Post # 1
Discussion. Is the Reserving seats in their honor rude? What do YOU think?
We wanted to write it like this:
(2) Seats have been reserved in your honor.
___ of 2 will be attending.
What do you think? If you think it’s NOT rude, do we need periods at the end or does it look stupid? Thanks!
Post # 3
I think a lot of people are doing this now. We won’t be but not because we think it’s rude, I am just doing the ‘____How many attending’ line. No periods though.
Post # 4
i dont think it is rude. We will be doing the same thing. I think it will help avoid people assuming they can bring their kids or a date…
i would leave out the periods
Post # 5
We did this. I personally don’t think it’s rude. I think that it is just clarification (we didn’t use inner envelopes). We didn’t use periods.
Post # 7
I don’t think it’s rude. We are wording it
we have reserved ____ seat(s) in your honor
____ will attend ____ will not attend
No puncutation and all small caps. We decided to word it this way so as to avoid verb-tense issue with “1 seat HAS been reserved” vs. “2 seats HAVE been reserved”. It’s a nit-picky thing that probably no one will notice, but it bothered me.
Post # 8
It’s not rude at all. I’ve yet to receive an invitation that didn’t have that wording.
Post # 9
We did this, we didnt have anyone add a random guest, and we didn’t have anyone say they thought it was rude. Instead, everyone understood exactly how many guests where invited (except one person who apparently can’t read and is bringing his 25 year old girlfriend, he’s in his 40s…)
Post # 10
I don’t think it’s rude at all. My response card says
__ Graciously Accepts
__ Regretfully Declines
We have reserved ______ seat(s) in your honor.
Post # 11
We worded our exactly like babu22. No one has added any guests yet or been offended. We did have one cousin who likes to joke and pretended to be upset because a baby wasn’t given a seat.
Post # 12
I find it off-putting. It implies that your guests don’t know not to bring extra people. Or ensures them that you won’t be stacking guests… “We’ve invited three of you, but we’re only giving you two seats. Get ready for some lap-sitting!!” 😉
To me, it’s awkward. I know it’s fairly common now, and if I received an invitation with this line I wouldn’t think that the bride and groom were insulting me. But I did not include it on my reply cards because I find it a little condescending to say this to my guests. (And I can’t help but think about requiring guests to sit on laps, or a musical-chairs scenario – when the music stops everyone will have to rush for a seat because we only reserved 4 in honor of your family of 5! Silly, but it’s what the line always has made me think!)

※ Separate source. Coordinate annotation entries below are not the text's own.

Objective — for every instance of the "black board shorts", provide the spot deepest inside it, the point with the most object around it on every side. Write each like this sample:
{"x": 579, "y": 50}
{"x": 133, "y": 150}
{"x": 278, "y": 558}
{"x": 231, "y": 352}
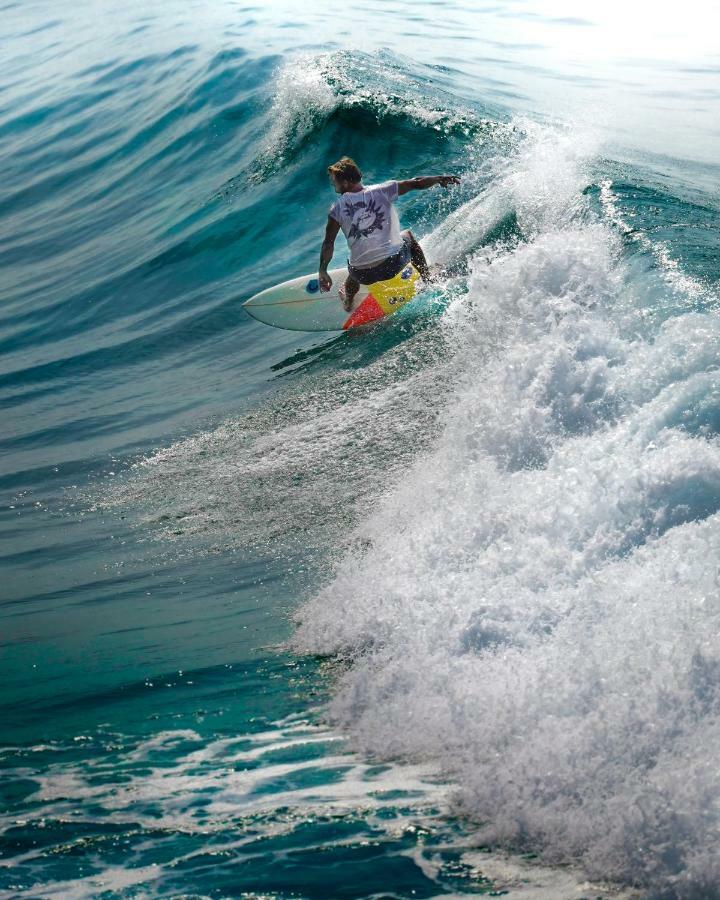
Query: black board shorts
{"x": 386, "y": 268}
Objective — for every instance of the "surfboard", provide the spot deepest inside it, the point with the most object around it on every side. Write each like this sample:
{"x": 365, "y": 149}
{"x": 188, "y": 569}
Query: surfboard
{"x": 300, "y": 305}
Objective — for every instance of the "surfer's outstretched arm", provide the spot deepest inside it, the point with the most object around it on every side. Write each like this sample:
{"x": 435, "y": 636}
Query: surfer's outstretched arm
{"x": 426, "y": 181}
{"x": 331, "y": 230}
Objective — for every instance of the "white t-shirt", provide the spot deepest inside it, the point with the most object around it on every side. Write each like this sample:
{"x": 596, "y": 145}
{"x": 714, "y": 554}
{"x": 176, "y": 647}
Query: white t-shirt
{"x": 370, "y": 223}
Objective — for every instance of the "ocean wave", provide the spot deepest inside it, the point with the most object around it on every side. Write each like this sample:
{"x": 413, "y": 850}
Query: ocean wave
{"x": 536, "y": 610}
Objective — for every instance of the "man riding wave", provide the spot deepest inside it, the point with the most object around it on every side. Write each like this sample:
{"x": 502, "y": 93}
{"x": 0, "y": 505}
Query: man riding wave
{"x": 369, "y": 221}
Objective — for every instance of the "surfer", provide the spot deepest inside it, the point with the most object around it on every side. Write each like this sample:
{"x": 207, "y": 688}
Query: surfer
{"x": 369, "y": 221}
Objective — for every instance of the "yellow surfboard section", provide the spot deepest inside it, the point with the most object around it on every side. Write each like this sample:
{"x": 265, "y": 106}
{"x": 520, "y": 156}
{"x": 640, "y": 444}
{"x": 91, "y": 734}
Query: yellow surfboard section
{"x": 385, "y": 297}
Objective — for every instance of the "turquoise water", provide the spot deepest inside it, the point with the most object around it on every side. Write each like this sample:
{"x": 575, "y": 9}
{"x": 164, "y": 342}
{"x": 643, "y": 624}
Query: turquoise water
{"x": 429, "y": 610}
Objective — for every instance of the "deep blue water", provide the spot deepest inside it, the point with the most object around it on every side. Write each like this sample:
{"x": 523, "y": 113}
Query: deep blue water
{"x": 293, "y": 615}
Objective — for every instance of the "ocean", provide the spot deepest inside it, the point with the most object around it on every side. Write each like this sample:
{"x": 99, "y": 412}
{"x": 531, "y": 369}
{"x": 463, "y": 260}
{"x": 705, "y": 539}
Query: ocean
{"x": 429, "y": 609}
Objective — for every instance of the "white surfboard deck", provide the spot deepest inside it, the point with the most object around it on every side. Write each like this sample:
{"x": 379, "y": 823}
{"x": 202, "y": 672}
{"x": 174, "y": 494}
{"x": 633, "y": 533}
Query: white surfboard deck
{"x": 300, "y": 305}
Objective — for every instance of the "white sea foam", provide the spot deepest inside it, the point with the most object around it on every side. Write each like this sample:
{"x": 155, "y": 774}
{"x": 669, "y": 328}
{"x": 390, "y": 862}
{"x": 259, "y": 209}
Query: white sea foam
{"x": 536, "y": 604}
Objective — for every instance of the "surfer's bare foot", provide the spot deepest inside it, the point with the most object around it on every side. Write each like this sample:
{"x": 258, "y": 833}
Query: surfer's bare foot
{"x": 346, "y": 301}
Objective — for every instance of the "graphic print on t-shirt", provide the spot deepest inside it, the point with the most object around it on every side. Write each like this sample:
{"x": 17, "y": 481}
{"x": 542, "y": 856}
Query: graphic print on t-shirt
{"x": 366, "y": 217}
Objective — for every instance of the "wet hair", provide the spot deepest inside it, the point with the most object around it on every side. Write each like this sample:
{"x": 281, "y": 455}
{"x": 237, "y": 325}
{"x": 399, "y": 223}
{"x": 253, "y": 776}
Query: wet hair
{"x": 346, "y": 169}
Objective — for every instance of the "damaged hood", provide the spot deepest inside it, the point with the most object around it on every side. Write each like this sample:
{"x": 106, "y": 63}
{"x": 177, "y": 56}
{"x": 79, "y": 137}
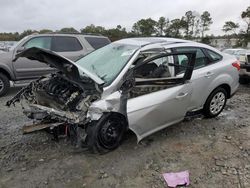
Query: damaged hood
{"x": 67, "y": 66}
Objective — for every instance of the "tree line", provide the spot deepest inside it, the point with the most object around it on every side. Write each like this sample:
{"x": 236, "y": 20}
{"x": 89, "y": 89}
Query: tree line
{"x": 192, "y": 25}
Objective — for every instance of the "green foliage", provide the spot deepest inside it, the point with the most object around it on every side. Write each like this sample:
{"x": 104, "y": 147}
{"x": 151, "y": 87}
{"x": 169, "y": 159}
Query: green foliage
{"x": 205, "y": 22}
{"x": 161, "y": 25}
{"x": 245, "y": 15}
{"x": 174, "y": 29}
{"x": 188, "y": 23}
{"x": 144, "y": 27}
{"x": 230, "y": 26}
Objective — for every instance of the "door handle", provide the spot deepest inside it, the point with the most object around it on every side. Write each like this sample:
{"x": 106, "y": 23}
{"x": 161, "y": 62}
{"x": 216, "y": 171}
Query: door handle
{"x": 181, "y": 95}
{"x": 209, "y": 74}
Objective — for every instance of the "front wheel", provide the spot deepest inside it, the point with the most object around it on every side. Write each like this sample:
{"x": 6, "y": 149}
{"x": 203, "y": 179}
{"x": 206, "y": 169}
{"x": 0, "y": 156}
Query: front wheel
{"x": 106, "y": 134}
{"x": 215, "y": 103}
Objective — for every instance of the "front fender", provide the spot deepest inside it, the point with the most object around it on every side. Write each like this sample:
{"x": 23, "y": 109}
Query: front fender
{"x": 116, "y": 102}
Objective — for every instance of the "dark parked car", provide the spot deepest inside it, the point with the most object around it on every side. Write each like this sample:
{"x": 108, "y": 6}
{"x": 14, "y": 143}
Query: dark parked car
{"x": 71, "y": 46}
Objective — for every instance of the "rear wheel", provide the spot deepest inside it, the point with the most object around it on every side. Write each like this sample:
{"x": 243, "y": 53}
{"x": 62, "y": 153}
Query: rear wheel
{"x": 106, "y": 134}
{"x": 4, "y": 84}
{"x": 215, "y": 103}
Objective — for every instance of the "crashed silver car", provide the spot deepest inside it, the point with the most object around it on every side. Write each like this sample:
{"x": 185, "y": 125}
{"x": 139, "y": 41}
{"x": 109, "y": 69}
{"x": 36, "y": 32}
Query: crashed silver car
{"x": 141, "y": 84}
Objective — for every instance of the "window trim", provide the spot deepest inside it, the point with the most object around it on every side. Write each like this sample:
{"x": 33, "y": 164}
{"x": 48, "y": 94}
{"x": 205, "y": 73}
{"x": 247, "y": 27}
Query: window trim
{"x": 53, "y": 40}
{"x": 205, "y": 51}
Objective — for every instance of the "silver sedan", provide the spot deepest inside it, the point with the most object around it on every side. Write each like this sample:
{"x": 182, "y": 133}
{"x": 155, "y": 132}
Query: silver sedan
{"x": 141, "y": 84}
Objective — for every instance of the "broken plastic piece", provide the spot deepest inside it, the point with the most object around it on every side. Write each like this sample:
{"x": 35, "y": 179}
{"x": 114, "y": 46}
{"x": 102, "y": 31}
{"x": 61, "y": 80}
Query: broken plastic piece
{"x": 178, "y": 178}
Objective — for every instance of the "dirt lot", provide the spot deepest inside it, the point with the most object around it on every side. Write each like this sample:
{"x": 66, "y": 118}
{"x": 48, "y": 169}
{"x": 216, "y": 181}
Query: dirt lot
{"x": 215, "y": 151}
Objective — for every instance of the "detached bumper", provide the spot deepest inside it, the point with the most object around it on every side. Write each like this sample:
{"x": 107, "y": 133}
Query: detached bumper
{"x": 244, "y": 70}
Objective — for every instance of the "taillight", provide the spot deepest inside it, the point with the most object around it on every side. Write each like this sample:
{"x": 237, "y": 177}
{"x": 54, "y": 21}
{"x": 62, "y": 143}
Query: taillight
{"x": 236, "y": 64}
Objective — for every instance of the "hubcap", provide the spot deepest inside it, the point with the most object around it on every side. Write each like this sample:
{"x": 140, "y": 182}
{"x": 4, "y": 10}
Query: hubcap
{"x": 217, "y": 103}
{"x": 1, "y": 85}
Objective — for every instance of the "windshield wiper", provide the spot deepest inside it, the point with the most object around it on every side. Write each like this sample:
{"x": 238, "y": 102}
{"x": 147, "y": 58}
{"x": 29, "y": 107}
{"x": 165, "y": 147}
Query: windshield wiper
{"x": 95, "y": 71}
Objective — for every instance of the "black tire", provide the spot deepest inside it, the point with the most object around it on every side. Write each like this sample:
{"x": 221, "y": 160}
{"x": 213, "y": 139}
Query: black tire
{"x": 243, "y": 80}
{"x": 4, "y": 84}
{"x": 106, "y": 134}
{"x": 215, "y": 98}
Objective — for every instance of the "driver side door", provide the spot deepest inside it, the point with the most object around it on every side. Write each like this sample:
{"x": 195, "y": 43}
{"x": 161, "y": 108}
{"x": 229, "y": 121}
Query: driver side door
{"x": 158, "y": 99}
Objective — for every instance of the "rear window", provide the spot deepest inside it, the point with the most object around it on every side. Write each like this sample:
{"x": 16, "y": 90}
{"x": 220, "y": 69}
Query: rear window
{"x": 39, "y": 42}
{"x": 65, "y": 44}
{"x": 97, "y": 42}
{"x": 214, "y": 56}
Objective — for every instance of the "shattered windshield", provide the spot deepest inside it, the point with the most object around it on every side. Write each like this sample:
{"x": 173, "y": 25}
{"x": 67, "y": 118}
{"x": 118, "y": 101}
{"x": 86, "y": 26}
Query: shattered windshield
{"x": 107, "y": 62}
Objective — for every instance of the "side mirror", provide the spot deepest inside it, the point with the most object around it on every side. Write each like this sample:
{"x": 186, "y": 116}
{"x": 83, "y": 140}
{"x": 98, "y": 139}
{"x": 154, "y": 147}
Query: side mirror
{"x": 20, "y": 49}
{"x": 129, "y": 81}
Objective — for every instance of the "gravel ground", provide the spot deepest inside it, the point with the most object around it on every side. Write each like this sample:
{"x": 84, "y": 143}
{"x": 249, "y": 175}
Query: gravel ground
{"x": 215, "y": 151}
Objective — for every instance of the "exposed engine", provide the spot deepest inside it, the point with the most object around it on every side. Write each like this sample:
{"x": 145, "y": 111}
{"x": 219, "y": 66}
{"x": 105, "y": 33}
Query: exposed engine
{"x": 55, "y": 98}
{"x": 57, "y": 92}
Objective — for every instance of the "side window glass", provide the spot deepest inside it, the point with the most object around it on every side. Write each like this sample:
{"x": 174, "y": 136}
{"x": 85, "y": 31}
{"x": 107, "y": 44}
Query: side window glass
{"x": 65, "y": 44}
{"x": 155, "y": 76}
{"x": 157, "y": 68}
{"x": 200, "y": 61}
{"x": 213, "y": 55}
{"x": 39, "y": 42}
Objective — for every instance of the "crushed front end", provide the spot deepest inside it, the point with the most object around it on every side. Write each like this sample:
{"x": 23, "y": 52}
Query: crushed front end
{"x": 59, "y": 101}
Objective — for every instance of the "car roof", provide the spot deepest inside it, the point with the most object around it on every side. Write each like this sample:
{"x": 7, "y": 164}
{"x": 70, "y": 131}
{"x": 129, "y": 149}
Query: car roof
{"x": 67, "y": 34}
{"x": 143, "y": 41}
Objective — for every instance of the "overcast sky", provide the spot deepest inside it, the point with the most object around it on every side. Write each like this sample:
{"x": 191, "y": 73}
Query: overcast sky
{"x": 19, "y": 15}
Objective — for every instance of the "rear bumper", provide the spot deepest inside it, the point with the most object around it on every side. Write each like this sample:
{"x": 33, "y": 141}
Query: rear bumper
{"x": 244, "y": 70}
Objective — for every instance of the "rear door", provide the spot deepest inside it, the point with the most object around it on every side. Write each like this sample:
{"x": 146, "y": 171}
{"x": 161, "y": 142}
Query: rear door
{"x": 203, "y": 74}
{"x": 68, "y": 46}
{"x": 29, "y": 69}
{"x": 159, "y": 98}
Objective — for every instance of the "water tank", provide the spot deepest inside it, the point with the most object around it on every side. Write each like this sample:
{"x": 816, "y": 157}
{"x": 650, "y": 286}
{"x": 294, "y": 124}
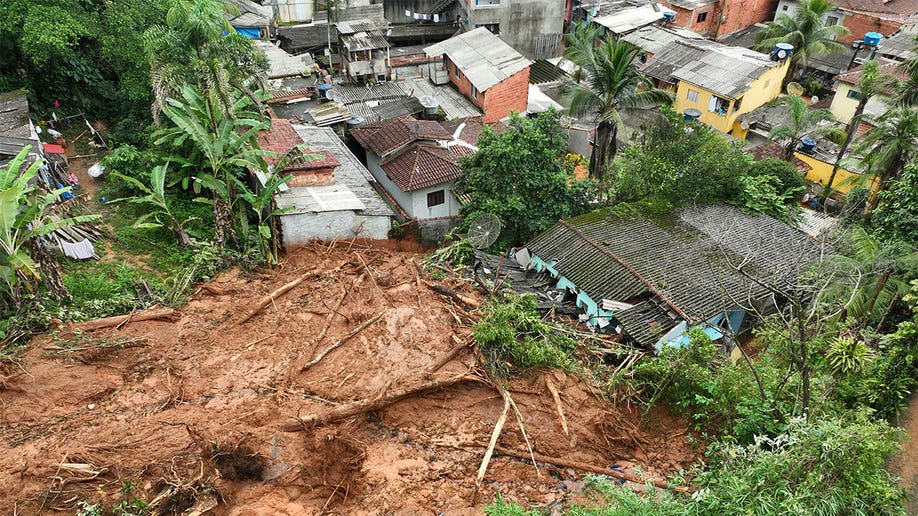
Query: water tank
{"x": 807, "y": 145}
{"x": 431, "y": 104}
{"x": 873, "y": 38}
{"x": 782, "y": 51}
{"x": 691, "y": 114}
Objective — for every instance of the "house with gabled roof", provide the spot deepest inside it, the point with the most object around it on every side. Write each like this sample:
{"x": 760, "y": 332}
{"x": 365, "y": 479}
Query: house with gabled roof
{"x": 717, "y": 83}
{"x": 653, "y": 278}
{"x": 416, "y": 163}
{"x": 327, "y": 197}
{"x": 485, "y": 69}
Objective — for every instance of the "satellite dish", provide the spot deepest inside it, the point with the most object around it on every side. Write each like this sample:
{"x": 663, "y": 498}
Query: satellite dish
{"x": 484, "y": 230}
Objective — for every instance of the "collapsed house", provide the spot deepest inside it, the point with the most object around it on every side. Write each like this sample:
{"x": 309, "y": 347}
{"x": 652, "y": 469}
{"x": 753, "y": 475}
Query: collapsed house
{"x": 651, "y": 279}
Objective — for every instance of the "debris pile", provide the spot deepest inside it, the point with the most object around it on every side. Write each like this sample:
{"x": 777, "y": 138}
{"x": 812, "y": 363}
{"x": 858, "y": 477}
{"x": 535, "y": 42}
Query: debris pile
{"x": 344, "y": 381}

If you choose to include the phrase you would not use punctuation afterward.
Post # 13
I didnt do this and now that we are getting RSVP’s back with suprises I wish we would have. I dont think its rude at all. The only reason I didnt do it was because Fiance and I were lazy and didnt want to print a different number for each RSVP card.
Now I wish we would have.
Post # 14
Not at all rude. I think it clarifies the invitation and gives guests a clear guideline as to whom they should bring. As a guest, I appreciate knowing exactly what the host intended, so I’m all for it!
Post # 15
I don’t find it rude, and I totally understand the concept behind it, but I do find it a bit overly formal, at least for my guest list. I think the rules of “if you’re not given a guest on the envelope, you can’t bring a guest” are a bit too hazy; not everyone knows this. So I see why forcing the guests to look at their seat count can be really helpful. But personally I’d rather just deal with those extra guests one by one, personally, by phone or email.
Post # 16
Hi MsMindle. We thought about wording it that way but what if only 1 of Couple comes? We need a way to know that both of them are coming, or only 1 of them. Ya know?